Information Mining - how your hopes, dreams, fears, past traumas, and insecurities are gathered during Love-Bombing and remembered for later use as ammunition during the Devaluation and Discard Phases. Pretty soon, you may find yourself weaponizing them against yourself, using the very language your abuser hurled on you, but with far greater damage. You wind up doing their work for them while they kick back and leer. Oh. And while they hunt for new “better” sources of supply because you have become a malfunctioning piece of machinery that needs to be replaced. You may also need to be destroyed on the way to the Dumpster if you are a great enough threat.
And of course, The Debate. Personally, I like the word compassion better than sympathy. Remember that list of Supertraits that make me a tasty snack for predators? Remember how high Conscientiousness and Cooperation rank for me? Plus, I’m a fiction writer, and to write a good villain, you really do need to understand things from their perspective so this is something I’m practiced in doing. Every conscienceless predator I’ve ever tangled up with has been made that way by severe trauma, therefore, The Debate is one I consider a great deal while writing about this stuff. Doesn’t mean any abusive actions are excusable or that I am willing to engage at close range ever again. But the scientific/neurological understanding of these conditions, and human compassion… those are very important parts of my healing.
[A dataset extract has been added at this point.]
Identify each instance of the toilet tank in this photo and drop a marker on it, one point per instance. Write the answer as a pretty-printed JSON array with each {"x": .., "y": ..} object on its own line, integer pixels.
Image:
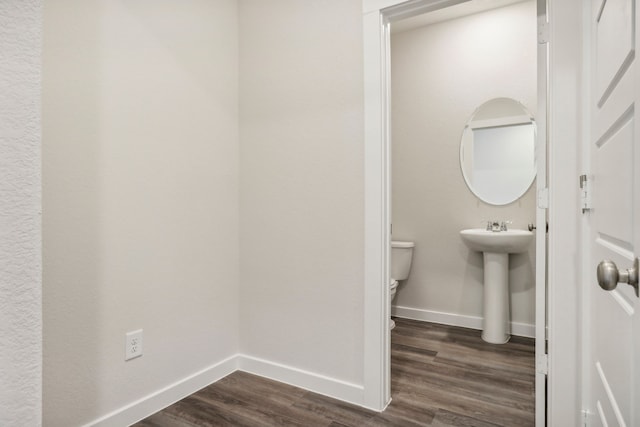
[{"x": 401, "y": 254}]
The dances I’ve made about this subject:
Ice Age - to Winter by Tori Amos
Demolition - to Mother also by Tori Amos
Dance With Darkness - to Isaac by Madonna
**Let it be known that I have never dated or been abused by somebody named Martin Burns, whose buddies all called him Burnsey. I named him that because he is my Martin Burney and yes, he did burn down my everything, complete with a hair-raising, terror-invoking song that is my Berlioz. Neither have I ever been discarded for and triangulated against a church-friend named Elissa Ainsley, or been inspired to take a dance class by somebody named Renee. So that makes this a work of fiction.
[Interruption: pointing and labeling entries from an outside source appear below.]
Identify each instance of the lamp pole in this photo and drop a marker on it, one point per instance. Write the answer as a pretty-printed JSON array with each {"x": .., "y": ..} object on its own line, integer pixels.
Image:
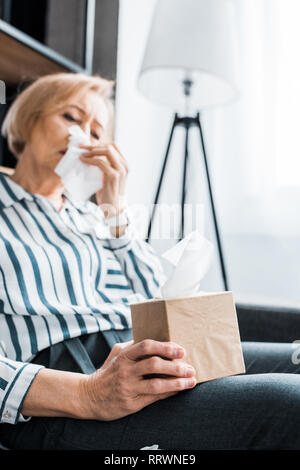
[{"x": 188, "y": 122}]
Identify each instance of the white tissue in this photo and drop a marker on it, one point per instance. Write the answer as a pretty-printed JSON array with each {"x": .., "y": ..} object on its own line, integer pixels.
[
  {"x": 79, "y": 179},
  {"x": 191, "y": 257}
]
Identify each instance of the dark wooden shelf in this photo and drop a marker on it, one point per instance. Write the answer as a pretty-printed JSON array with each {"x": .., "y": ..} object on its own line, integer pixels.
[{"x": 23, "y": 58}]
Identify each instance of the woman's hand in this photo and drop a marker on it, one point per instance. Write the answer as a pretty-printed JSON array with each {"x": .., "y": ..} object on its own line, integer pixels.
[
  {"x": 119, "y": 387},
  {"x": 114, "y": 169}
]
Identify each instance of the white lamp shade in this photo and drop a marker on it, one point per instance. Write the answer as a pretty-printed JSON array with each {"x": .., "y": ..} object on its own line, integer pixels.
[{"x": 197, "y": 37}]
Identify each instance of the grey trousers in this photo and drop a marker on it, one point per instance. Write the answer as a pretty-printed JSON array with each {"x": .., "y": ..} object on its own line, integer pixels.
[{"x": 256, "y": 410}]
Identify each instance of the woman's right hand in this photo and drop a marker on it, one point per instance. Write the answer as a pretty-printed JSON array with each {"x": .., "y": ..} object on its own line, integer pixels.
[{"x": 119, "y": 387}]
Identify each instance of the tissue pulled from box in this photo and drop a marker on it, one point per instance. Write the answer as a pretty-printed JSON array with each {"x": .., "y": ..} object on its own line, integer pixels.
[
  {"x": 79, "y": 179},
  {"x": 191, "y": 258}
]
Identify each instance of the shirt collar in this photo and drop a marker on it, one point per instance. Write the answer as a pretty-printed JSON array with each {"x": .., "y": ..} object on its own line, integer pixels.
[{"x": 11, "y": 192}]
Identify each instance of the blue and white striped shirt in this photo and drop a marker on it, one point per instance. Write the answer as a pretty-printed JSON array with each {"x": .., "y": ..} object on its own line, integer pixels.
[{"x": 62, "y": 275}]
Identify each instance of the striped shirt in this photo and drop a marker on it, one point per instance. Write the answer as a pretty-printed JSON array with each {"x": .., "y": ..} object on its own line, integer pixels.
[{"x": 62, "y": 275}]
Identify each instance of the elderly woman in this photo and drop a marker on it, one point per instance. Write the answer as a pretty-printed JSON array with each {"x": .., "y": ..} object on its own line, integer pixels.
[{"x": 70, "y": 375}]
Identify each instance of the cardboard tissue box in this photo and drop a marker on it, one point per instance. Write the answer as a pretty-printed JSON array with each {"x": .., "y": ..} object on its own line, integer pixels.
[{"x": 205, "y": 324}]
Based on episodes of my life that are not.
© 2020 Hartebeast
It’s so interesting how the universe continues to subtlety nudge us in the direction we need to go, even when we ignore or resist the first few nudges.
Your story is equal parts harrowing and beautiful and as usual — I was struck numerous times by just how well you describe both your interior world and the external world.